He let out a deep, hard laugh, catching Zoe by surprise. He seemed so frail it looked like laughing might shake him apart completely. A moment later, the laughter dissolved into wet, phlegmy coughs.

“I’ll bet you would.” He stared past her, at the moon shining through the window. “It’s a tempting idea, just to see Hecate’s face. She’s so counting on you.”

That scared her, but she tried to keep it out of her voice. “Counting on me?

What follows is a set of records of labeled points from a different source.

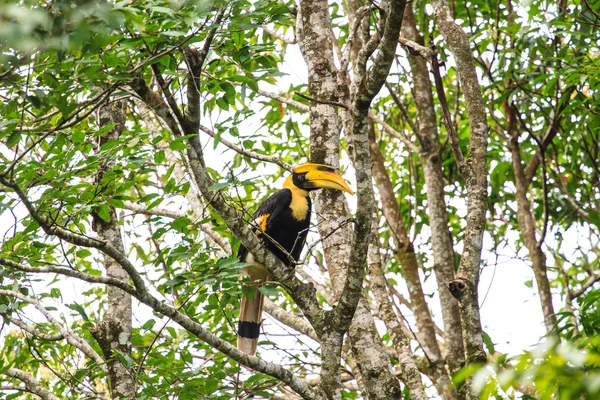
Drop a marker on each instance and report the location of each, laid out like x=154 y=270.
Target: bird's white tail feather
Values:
x=251 y=311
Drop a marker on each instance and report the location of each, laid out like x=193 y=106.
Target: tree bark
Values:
x=441 y=239
x=113 y=333
x=527 y=223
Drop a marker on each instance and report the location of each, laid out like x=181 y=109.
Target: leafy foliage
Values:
x=61 y=61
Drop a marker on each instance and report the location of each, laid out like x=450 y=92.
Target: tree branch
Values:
x=33 y=386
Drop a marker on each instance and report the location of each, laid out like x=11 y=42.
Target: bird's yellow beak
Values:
x=323 y=176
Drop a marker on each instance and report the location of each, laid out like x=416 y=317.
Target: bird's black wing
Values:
x=269 y=208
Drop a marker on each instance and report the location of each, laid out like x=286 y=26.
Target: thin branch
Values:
x=331 y=103
x=71 y=338
x=398 y=135
x=248 y=153
x=588 y=284
x=29 y=328
x=416 y=49
x=33 y=386
x=278 y=36
x=447 y=120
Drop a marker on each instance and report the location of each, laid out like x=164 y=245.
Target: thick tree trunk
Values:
x=526 y=221
x=113 y=333
x=441 y=240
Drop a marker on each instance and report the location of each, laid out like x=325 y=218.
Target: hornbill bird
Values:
x=283 y=218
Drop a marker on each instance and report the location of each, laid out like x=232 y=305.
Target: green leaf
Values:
x=79 y=308
x=103 y=211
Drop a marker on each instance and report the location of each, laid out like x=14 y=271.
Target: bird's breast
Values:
x=299 y=205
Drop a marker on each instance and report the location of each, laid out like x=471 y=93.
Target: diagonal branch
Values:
x=247 y=153
x=71 y=338
x=33 y=386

For what?”

“Girlie, you’re her chance to be reborn,” he said. He pointed at her with the knife. “She needs a body. A living body. Oh, she has plans for you.” He smiled, his sagging skin creasing around his mouth. The blade twitched in his hand. “She’ll peel the skin right off you and wear you like a ball gown, all the way back to the world. And when she gets there, she’ll use her considerable powers to take revenge on every living soul.” He lifted the flask and drained it. “Of course, it’s as likely that when she draws that first gulp of air into her lungs, she’ll forget all about us down here and run off to be a girl again. It’s so hard predicting the actions of the insane.” His large, wet eyes were red at the edges. Beads of sweat, or maybe tears, slid down his sagging cheeks.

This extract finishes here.